I come out of my tent and indeed come face to face with a herd of mouflons. I have a bad luck, these animals are very shy and they hadn't seen my tent. Of course, they disappear as soon as I'm in sight... I still have time to take a few photos.
I eat my breakfast while trying to warm up (it froze during the night!). I then set off on a pretty undergrowth path which must have been well used once upon a time but is now fairly poorly maintained. I stop at the Col de Favilla where you can once again admire a church which has been nicely restored.
My plan was then to follow the path on the north face of Pania della Croce. Unfortunately, I quickly come across a bone: there are many avalanche remains from the surrounding cliffs and the snow is hard as ice! I don't have crampons and all this doesn't inspire me much... So I decide to do a simple U-turn of the mountain returning to Foce di Mosceta. So some advice to those who want to undertake this tour: do it in mid-May, not mid-April!
Even following this option, I come across a huge avalanche remnant that I have to cross. I really don't show off even with my walking stick and my sturdy mountain boots. The snow is too hard to carve steps with the shoes, I end up digging them with my stick…
I finally pass this obstacle to find myself at the pretty Mosceta peat bog. To avoid going back down immediately and finishing my hike too quickly, I decide to take a path on the side of the mountain. It is marked difficult but at least it's south face is not snow covered. The path is indeed quite aerial at certain moments in the middle of stones but it is nothing compared to what I crossed before…

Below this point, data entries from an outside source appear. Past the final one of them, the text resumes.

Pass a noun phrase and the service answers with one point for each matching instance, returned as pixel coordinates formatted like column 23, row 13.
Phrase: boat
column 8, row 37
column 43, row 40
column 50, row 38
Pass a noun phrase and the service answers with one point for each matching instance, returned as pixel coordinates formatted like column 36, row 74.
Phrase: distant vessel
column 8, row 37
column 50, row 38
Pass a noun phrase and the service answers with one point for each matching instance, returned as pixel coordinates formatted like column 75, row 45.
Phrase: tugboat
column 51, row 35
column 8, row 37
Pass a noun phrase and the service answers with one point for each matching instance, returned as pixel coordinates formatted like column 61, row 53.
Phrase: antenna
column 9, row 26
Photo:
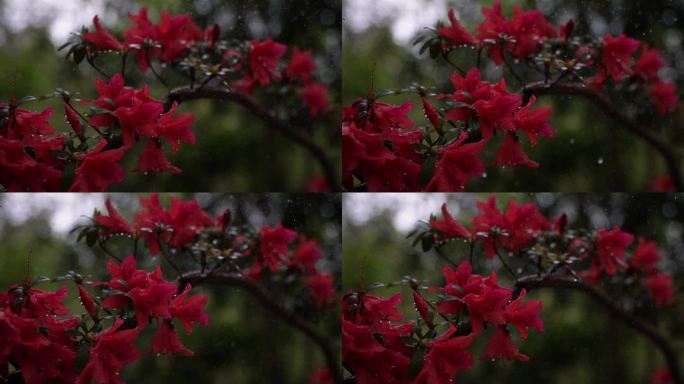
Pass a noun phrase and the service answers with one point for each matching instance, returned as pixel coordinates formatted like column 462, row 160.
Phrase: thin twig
column 271, row 303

I see two animals in the distance in the Pierriers, maybe mouflons or chamois. I then join Foce de Valli and continue towards Monte Forato. The path follows a ridge line which falls on the cliff on the right hand and connects the points of view, it's magnificent!
I finally arrive at the famous Monte Forato, which is too big to fit into the lens of my camera. You can walk on top of the arch, it's quite impressive but not difficult!
The weather becomes quite gray, which is why I quickly go back down towards my starting point. On the way back down, I find the spring vegetation which was absent during this passage at higher altitude. I pass by houses on the mountainside completely in the Italian style before finding myself in Cardoso to finish this adventure. I will have learned the lesson: the Apuan Alps are mountains to be taken really seriously, especially at the start of spring!